Plato on wealth and sōphrosunē

‘Isn’t it by now plain that it’s not possible to honour wealth in a city and at the same time adequately to maintain moderation among the citizens, but one or the other is necessarily neglected?’
- Plato, The Republic, 555c

Even though the ‘city in speech’ which Socrates and his interlocutors in The Republic craft for themselves is indeed an exercise in utopianism, it’s still worth considering what Plato intended to use this city for. The understanding of justice that Plato wants to point us to, is emphatically not that advocated by Cephalus, Polemarchus or Thrasymachus in the opening books of the Republic. Cephalus’ view, reflective of the ‘oligarchic man’, of justice being merely obedience to the laws and respect for private property, is instantly ridiculed by Socrates with the example of a madman with a weapon, and whether it would be just to let the madman have the weapon – his own lawful private property, after all – to do with it what he pleased. Polemarchus’ view, which reflects the ‘timocratic man’ and insists on doing good to friends and evil to enemies, is closer to the truth but still lends itself to certain dialectical antinomies (as Socrates leads Polemarchus to admit that the just man must be a thief). And Thrasymachus’ attack on Socrates, to the effect that justice consists in the will of the strong over the weak, the rulers over the ruled, the many over the one, reflects the mature ‘democratic’ and proto-‘tyrannical’ attitudes of Callicles in the Gorgias, and lends itself to the same routes of examination. (Bloom’s analysis has it that Thrasymachus represents and prefigures the Athenian jury which ultimately tried and executed Socrates.)
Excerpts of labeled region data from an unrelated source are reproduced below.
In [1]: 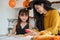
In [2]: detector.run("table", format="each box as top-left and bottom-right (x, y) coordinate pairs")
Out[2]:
(33, 35), (60, 40)
(0, 36), (33, 40)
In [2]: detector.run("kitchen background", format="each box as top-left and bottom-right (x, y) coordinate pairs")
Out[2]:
(0, 0), (60, 35)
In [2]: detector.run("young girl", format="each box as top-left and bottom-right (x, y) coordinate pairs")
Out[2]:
(12, 9), (30, 35)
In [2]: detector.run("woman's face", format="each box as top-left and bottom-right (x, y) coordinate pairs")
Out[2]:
(19, 13), (28, 22)
(34, 4), (44, 14)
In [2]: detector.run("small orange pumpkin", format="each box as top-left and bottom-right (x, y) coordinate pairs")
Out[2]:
(23, 0), (30, 8)
(54, 36), (60, 40)
(9, 0), (16, 8)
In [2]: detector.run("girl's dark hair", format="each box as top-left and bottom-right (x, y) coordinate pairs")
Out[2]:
(30, 0), (54, 31)
(17, 8), (29, 26)
(33, 0), (54, 11)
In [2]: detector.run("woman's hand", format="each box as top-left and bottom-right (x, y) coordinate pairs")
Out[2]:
(39, 31), (52, 35)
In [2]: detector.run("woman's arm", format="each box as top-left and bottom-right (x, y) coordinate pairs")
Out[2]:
(41, 10), (59, 34)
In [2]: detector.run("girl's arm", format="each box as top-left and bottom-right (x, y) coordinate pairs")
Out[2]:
(11, 23), (17, 35)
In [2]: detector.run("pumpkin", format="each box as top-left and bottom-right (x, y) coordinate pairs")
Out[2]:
(9, 0), (16, 8)
(23, 0), (30, 8)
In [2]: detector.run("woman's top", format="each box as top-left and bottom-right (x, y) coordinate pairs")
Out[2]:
(16, 24), (29, 35)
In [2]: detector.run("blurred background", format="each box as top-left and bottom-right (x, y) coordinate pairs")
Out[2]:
(0, 0), (60, 35)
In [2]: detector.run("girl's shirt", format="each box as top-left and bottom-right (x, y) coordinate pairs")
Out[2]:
(16, 24), (29, 35)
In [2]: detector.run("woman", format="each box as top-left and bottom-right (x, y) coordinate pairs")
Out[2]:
(12, 9), (31, 35)
(33, 0), (59, 34)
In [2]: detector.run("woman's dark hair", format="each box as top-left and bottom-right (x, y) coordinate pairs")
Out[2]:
(17, 8), (29, 26)
(30, 0), (54, 31)
(33, 0), (54, 11)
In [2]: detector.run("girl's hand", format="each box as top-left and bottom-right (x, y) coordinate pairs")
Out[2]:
(39, 31), (52, 35)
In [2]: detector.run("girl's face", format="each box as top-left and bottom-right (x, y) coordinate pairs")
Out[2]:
(19, 13), (28, 22)
(34, 4), (44, 14)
Thus it is left to Socrates’ fellow-travellers Adeimantus and Glaucon (Plato’s brothers, as a note of interest) to draw out how Socrates would defend and define the just, by bringing to bear the strongest possible form of Thrasymachus’ attack. To do this, Glaucon crafts a scenario – the infamous Ring of Gyges – which would allow a person to reap all the earthly rewards: sexual favours, power, prestige and renown, which are due to a just man, whilst at the same time actually taking part in the worst forms of intrigue and murder (indeed, regicide). And Adeimantus points to certain ambivalences in the nature of the universe and the personality of the gods, which arise from reading the great poets, including Homer. And this is the ground from which Socrates is forced to defend justice as such – and actually, with it, the entirety of virtue including wisdom, courage and sōphrosunē.
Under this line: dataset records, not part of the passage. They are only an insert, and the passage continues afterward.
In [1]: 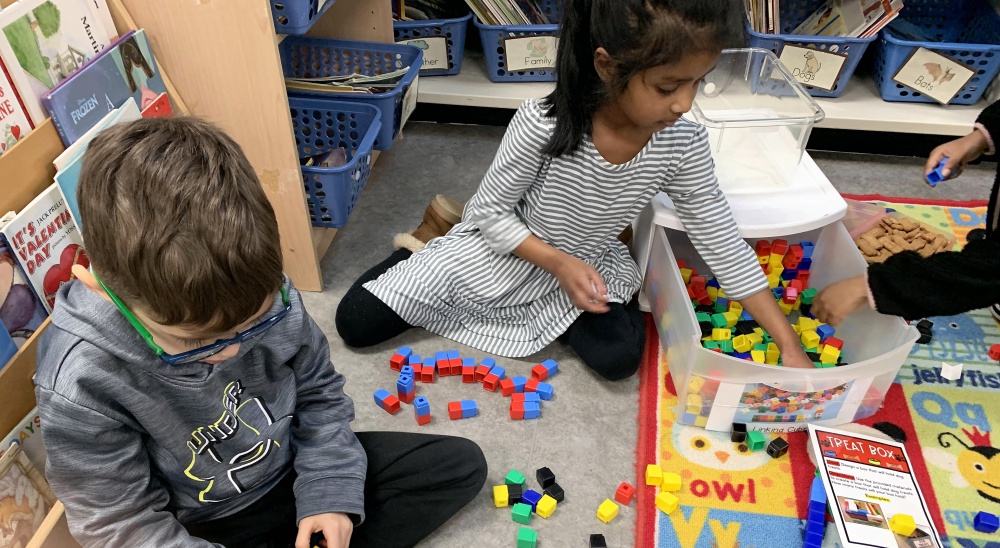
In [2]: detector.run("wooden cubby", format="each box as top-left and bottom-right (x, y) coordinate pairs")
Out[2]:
(0, 0), (392, 548)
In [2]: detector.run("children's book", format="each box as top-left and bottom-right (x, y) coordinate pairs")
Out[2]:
(52, 97), (140, 233)
(0, 55), (34, 154)
(0, 211), (48, 346)
(0, 407), (46, 474)
(0, 183), (90, 312)
(42, 30), (167, 146)
(0, 0), (115, 124)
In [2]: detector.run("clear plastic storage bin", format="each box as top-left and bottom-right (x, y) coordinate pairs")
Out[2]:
(686, 48), (824, 192)
(645, 221), (918, 432)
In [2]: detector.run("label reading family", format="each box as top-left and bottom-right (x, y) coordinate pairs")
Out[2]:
(504, 36), (559, 72)
(396, 36), (448, 72)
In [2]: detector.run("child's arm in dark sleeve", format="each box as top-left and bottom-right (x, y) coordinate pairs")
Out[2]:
(868, 240), (1000, 320)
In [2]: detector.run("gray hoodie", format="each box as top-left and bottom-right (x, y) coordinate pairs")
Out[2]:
(35, 279), (367, 548)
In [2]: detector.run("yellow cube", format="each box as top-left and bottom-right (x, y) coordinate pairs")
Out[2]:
(535, 495), (556, 519)
(712, 327), (733, 341)
(493, 485), (510, 508)
(662, 472), (681, 491)
(597, 499), (618, 523)
(800, 329), (819, 348)
(889, 514), (917, 537)
(646, 464), (663, 485)
(722, 309), (740, 328)
(656, 491), (679, 514)
(764, 343), (781, 365)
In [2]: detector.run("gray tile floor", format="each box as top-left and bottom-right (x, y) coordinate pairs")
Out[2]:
(304, 123), (995, 548)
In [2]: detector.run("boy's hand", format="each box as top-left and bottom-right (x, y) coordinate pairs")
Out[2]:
(295, 513), (354, 548)
(552, 253), (610, 314)
(924, 130), (989, 179)
(812, 276), (868, 327)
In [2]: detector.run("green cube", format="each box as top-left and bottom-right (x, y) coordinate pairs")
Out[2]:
(510, 502), (531, 525)
(747, 430), (767, 451)
(503, 470), (526, 487)
(517, 527), (538, 548)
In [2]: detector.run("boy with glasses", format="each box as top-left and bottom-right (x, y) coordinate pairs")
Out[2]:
(35, 118), (486, 548)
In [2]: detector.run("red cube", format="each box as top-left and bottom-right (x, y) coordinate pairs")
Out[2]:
(615, 482), (635, 506)
(500, 379), (514, 397)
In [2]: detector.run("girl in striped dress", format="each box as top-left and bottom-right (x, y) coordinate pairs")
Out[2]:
(336, 0), (813, 380)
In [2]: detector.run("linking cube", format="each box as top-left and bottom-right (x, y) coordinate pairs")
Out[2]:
(535, 467), (556, 489)
(531, 360), (559, 381)
(615, 481), (635, 506)
(767, 438), (788, 459)
(375, 388), (399, 415)
(597, 499), (618, 523)
(389, 346), (413, 371)
(746, 430), (767, 451)
(972, 512), (1000, 533)
(535, 495), (557, 519)
(413, 396), (431, 426)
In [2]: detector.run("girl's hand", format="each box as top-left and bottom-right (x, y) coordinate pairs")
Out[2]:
(812, 276), (868, 327)
(552, 254), (610, 314)
(295, 513), (354, 548)
(924, 130), (989, 179)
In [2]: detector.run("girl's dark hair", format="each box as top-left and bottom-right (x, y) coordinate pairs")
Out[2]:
(543, 0), (740, 157)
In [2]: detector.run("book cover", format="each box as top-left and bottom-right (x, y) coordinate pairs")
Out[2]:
(0, 0), (114, 124)
(42, 30), (167, 146)
(0, 212), (48, 348)
(0, 407), (46, 474)
(0, 54), (35, 154)
(0, 183), (90, 312)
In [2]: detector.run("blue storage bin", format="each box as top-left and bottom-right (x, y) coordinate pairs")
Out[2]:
(874, 0), (1000, 105)
(269, 0), (336, 34)
(288, 97), (382, 228)
(392, 12), (472, 76)
(278, 36), (424, 150)
(745, 0), (876, 97)
(473, 0), (562, 82)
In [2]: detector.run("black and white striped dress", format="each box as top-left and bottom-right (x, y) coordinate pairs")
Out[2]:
(364, 100), (767, 357)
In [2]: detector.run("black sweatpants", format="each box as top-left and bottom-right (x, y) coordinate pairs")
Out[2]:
(185, 432), (486, 548)
(336, 249), (646, 381)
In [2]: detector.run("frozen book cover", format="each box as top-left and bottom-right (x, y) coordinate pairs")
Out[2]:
(0, 183), (90, 312)
(42, 30), (167, 146)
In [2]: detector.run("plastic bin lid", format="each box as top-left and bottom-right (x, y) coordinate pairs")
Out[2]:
(653, 153), (847, 238)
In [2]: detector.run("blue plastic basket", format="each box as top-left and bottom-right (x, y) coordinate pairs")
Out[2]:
(288, 97), (382, 228)
(472, 0), (562, 82)
(745, 0), (876, 97)
(874, 0), (1000, 105)
(392, 12), (472, 76)
(278, 36), (424, 150)
(269, 0), (337, 34)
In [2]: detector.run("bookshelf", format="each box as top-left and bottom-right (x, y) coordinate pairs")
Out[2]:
(0, 0), (392, 548)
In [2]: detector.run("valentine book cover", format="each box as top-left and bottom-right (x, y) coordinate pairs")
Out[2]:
(0, 183), (90, 312)
(42, 30), (167, 146)
(0, 55), (34, 154)
(0, 0), (116, 125)
(0, 213), (48, 348)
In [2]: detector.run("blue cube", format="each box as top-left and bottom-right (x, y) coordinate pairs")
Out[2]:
(460, 400), (479, 419)
(413, 396), (431, 416)
(510, 375), (528, 392)
(524, 401), (542, 419)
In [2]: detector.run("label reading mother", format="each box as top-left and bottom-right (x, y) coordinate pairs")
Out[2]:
(504, 36), (559, 72)
(396, 36), (448, 72)
(779, 44), (847, 91)
(892, 48), (976, 105)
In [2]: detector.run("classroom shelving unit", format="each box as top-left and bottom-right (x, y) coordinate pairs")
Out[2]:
(0, 0), (392, 548)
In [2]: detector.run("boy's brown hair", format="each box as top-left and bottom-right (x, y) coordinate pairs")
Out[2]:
(77, 117), (283, 331)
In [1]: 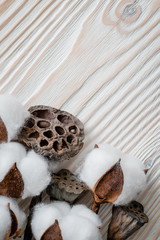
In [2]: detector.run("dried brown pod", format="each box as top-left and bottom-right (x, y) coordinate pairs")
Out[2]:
(18, 105), (84, 161)
(46, 169), (88, 203)
(41, 220), (63, 240)
(92, 160), (124, 213)
(0, 117), (8, 143)
(107, 201), (148, 240)
(0, 163), (24, 198)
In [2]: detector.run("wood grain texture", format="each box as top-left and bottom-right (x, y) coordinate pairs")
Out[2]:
(0, 0), (160, 240)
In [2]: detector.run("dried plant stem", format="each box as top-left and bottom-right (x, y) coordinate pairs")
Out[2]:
(24, 193), (42, 240)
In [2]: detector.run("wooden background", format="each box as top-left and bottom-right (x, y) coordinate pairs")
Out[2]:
(0, 0), (160, 240)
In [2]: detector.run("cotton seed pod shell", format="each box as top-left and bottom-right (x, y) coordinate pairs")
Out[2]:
(92, 160), (124, 213)
(107, 201), (148, 240)
(0, 163), (24, 198)
(18, 105), (84, 161)
(46, 169), (88, 203)
(41, 220), (63, 240)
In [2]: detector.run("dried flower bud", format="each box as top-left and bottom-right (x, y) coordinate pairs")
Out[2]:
(41, 220), (63, 240)
(46, 169), (88, 203)
(0, 163), (24, 198)
(80, 144), (146, 213)
(107, 201), (148, 240)
(19, 106), (84, 161)
(0, 196), (26, 240)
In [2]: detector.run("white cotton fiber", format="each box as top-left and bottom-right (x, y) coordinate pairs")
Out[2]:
(59, 214), (101, 240)
(80, 144), (146, 205)
(0, 204), (11, 240)
(114, 155), (146, 205)
(71, 204), (102, 227)
(0, 95), (29, 141)
(0, 196), (26, 233)
(51, 201), (71, 216)
(31, 203), (62, 240)
(19, 150), (51, 199)
(80, 144), (120, 189)
(0, 142), (26, 181)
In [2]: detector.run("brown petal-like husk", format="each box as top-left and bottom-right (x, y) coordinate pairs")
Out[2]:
(41, 220), (63, 240)
(8, 204), (18, 236)
(0, 163), (24, 198)
(0, 117), (8, 143)
(93, 160), (124, 209)
(107, 201), (148, 240)
(46, 169), (88, 203)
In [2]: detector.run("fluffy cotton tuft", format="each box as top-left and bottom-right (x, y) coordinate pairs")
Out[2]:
(31, 203), (62, 240)
(80, 144), (146, 205)
(0, 142), (26, 181)
(71, 204), (102, 227)
(80, 144), (120, 189)
(31, 201), (101, 240)
(0, 196), (26, 233)
(114, 155), (146, 205)
(19, 150), (51, 198)
(0, 204), (11, 239)
(0, 95), (29, 141)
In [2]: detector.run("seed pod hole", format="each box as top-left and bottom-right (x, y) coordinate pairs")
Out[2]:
(29, 132), (39, 139)
(26, 118), (35, 128)
(57, 115), (73, 124)
(55, 126), (64, 135)
(40, 139), (48, 147)
(37, 121), (50, 128)
(32, 109), (55, 120)
(69, 126), (78, 134)
(67, 135), (74, 143)
(43, 130), (53, 138)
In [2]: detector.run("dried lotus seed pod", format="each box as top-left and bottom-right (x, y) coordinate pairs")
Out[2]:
(19, 105), (84, 161)
(46, 169), (88, 203)
(107, 201), (148, 240)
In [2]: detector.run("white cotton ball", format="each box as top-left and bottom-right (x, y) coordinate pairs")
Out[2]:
(19, 150), (51, 199)
(0, 204), (11, 240)
(51, 201), (71, 216)
(0, 95), (29, 141)
(114, 155), (146, 205)
(71, 204), (102, 227)
(31, 203), (62, 240)
(0, 196), (26, 233)
(0, 142), (26, 181)
(59, 214), (101, 240)
(80, 144), (120, 189)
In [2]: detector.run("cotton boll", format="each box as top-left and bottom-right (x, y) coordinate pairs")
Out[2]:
(0, 204), (11, 240)
(19, 150), (51, 199)
(0, 196), (26, 232)
(31, 203), (62, 240)
(59, 214), (101, 240)
(114, 155), (146, 205)
(0, 142), (26, 181)
(51, 201), (71, 216)
(71, 204), (102, 227)
(0, 95), (29, 141)
(80, 144), (120, 189)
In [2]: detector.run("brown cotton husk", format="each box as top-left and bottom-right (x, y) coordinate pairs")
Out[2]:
(0, 117), (8, 143)
(92, 160), (124, 213)
(46, 169), (88, 203)
(0, 163), (24, 198)
(40, 220), (63, 240)
(107, 201), (148, 240)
Cephalus has left the dialogue, and appeals to the authority of the elders no longer have any weight. Political logic has disappeared. From the point at which Thrasymachus, Glaucon and Adeimantus have steered the conversation, we’re in something like Hobbes’s ‘state of nature’ or Nietzsche’s wasteland, a war of all against all wherein the strongest, most ruthless and most cunning define what is and is not ‘just’. (What’s truly eerie about reading the Republic is that Plato seems to have anticipated these turns in our philosophical thought, and sought to answer them pre-emptively!) And in such a post-political wasteland Socrates must build the city anew, ‘in speech’, to find out where justice truly lies.
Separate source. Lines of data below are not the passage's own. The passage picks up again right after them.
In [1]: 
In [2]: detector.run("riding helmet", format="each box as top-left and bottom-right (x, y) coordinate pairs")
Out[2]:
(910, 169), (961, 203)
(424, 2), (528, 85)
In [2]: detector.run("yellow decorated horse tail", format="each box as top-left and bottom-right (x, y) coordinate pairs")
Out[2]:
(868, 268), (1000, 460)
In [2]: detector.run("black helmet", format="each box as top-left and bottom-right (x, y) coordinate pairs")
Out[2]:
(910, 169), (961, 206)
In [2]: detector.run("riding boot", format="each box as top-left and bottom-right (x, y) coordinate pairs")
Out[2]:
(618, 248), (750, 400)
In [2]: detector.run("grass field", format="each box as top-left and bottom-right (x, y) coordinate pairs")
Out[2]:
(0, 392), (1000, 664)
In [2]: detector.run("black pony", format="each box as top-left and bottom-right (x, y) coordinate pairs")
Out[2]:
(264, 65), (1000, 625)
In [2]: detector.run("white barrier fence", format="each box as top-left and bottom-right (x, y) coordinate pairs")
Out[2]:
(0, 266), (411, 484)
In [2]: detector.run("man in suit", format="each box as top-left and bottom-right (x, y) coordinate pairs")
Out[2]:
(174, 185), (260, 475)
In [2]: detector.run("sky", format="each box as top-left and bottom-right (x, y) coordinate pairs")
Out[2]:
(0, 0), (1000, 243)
Socrates’ ideal city is, from the outset, a macrocosm of the soul of man ‘written in large print’, so that his interlocutors can see clearly what a well-ordered soul would look like through the lens of a well-ordered city. Thus, the ‘city in speech’ is not simply an exercise in political utopianism (though it is also that): it is an exercise in examining the soul and determining what sort of man one should become and be, regardless of which régime one lives in. In the well-ordered city each person and each class of people minds his own business and does not necessarily seek first after his own happiness and comfort, but after harmony and peace with the others; the logic which Socrates attempts to draw out of Adeimantus and Glaucon, is that the well-ordered man must also seek harmony and peace within himself. The noetic part of the soul – that part of the soul that learns and understands and reflects and humbles itself before the divine – must be allowed to rule the willing and desiring parts of the soul, and the willing and desiring parts of the soul must be reasoned with and their good sought.

As soon as that part of the soul that loves glory and demands respect is allowed to rule the man, the downward slide begins toward disordered love of wealth, toward strife within the soul, toward all the manner of depravities which Gyges indulged. That is why Socrates is so emphatic that wealth – that which is sought out of proportion by the desiring part of the soul as the medium to the ends with which it feeds itself endlessly – is an implacable enemy of sōphrosunē, that only what wealth is necessary should be allowed within the city, that it should as far as possible be shared in common (particularly among the ruling class), and that concentrations of wealth should be shunned. It is impossible for a very poor man to be proficient at his own business, and it is even more impossible for a very rich man to keep to his own business. Plato sees inequality not so much as an evil in itself, but a sure indicator of evils within the soul of the city and thus also within the souls of the citizens.

There is much, much more that can be said about the Republic, but I thought it might be worth exploring a little bit here, some of Plato’s thought on wealth and its distribution within the city.